BATON ROUGE, La. (AP) — Many lawmakers don't want to talk about it. Others wish it would simply disappear.

Nonetheless, on Tuesday, the House civil law committee is scheduled to debate the religious objections bill backed by Gov. Bobby Jindal that thrust Louisiana into a national debate over religious freedom and the rights of same-sex couples.

The proposed law would prohibit the state from denying individuals, businesses and non-profits any licenses, benefits, jobs or tax deductions because of action taken "in accordance with a religious belief or moral conviction" about marriage.

Sponsored by Rep. Mike Johnson, R-Bossier City, the measure stirred controversy before the legislative session even began. Supporters say it would protect the religious views of those who believe marriage should be between a man and woman, while critics have said it will sanction discrimination against same-sex couples.

Backlash to similar efforts in Indiana and Arkansas prompted changes to those laws.

Jindal, who is courting Christian conservatives for a likely presidential campaign, made the bill a priority. Meanwhile, some businesses oppose the measure, including IBM, which has plans for an 800-worker facility in Baton Rouge.

Until recently, however, it was unclear if the bill would get a hearing. Many lawmakers — including Republican Senate President John Alario, who is opposed — have said they would rather focus on the state's $1.6 billion budget shortfall.

Aside from Johnson, Rep. Patrick Jefferson, D-Arcadia, was the only other committee member who responded to a request for comment on the upcoming hearing.

"All of us have the right to file whatever bill we want," Jefferson said. "I would just say that it could have happened at another time."

Same-sex couples are not allowed to marry under Louisiana's constitution, which defines marriage as between one man and one woman, and there are no specific legal protections from discrimination for gays and lesbians. But Johnson said one reason he proposed the law is because a U.S. Supreme Court case could soon strike down same-sex marriage bans across the country.

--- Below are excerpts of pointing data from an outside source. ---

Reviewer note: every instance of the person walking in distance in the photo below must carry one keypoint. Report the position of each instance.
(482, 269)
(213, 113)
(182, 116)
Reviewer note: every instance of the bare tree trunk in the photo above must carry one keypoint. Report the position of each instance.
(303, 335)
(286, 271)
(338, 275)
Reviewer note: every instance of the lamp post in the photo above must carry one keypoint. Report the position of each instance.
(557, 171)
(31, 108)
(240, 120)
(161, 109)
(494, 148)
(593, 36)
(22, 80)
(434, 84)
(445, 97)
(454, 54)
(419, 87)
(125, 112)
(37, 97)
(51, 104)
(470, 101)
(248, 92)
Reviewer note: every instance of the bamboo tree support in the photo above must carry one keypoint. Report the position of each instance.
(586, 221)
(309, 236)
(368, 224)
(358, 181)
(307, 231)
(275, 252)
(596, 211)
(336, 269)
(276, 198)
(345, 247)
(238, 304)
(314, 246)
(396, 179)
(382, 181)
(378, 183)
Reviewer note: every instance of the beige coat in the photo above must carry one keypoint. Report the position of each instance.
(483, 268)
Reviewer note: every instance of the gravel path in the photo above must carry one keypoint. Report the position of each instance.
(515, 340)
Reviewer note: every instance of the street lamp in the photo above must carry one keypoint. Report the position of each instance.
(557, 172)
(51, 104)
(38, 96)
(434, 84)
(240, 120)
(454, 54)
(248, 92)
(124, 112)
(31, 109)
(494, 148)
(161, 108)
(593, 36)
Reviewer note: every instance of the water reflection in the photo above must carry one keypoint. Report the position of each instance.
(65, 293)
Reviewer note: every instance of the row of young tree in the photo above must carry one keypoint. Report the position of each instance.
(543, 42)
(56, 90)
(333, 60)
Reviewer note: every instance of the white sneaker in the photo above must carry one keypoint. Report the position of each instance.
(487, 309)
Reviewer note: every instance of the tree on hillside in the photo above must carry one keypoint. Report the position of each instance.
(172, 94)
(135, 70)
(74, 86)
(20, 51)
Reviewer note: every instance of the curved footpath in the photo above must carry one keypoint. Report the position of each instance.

What his bill will — and won't — do is subject to intense debate.

Johnson said the bill will shield religious objectors should same-sex marriage become legal.

"You can't get the death penalty ... for your businesses, your trade, your profession, if you don't go along with some new idea about marriage," he said of the bill.

Attempting to tamp down the uproar, Johnson plans to make changes that would prohibit discrimination between "private persons."

But that hasn't lessened criticism.

If the high court strikes down marriage bans, Johnson's bill would allow landlords to deny rental applications, businesses to fire employees, and state workers to refuse to assist same sex-couples, said Matthew Patterson, with Equality Louisiana, a pro-LGBT group.

"We're still left with a bill that does not give the state any ability to prevent or remedy an act of discrimination," he said.

Jefferson said he's spoken with fellow lawmakers who think the bill casts the state in a negative light and will be bad for business, especially in tourism-rich New Orleans.

"I'm concerned about the imprint or impression of discrimination in any form," he said.

Despite the criticism and the session's end in four weeks, Jindal remains optimistic about the measure's chances.

"We've had a lot of good conversations with legislators, pastors and community groups that support this bill," Jindal spokesman Mike Reed said in a statement. "There's plenty of time for the bill to move through the process."

But with the state's budget problems and lawmakers already faced with other tough votes, Jefferson had a different take: "The timing couldn't have been more challenging."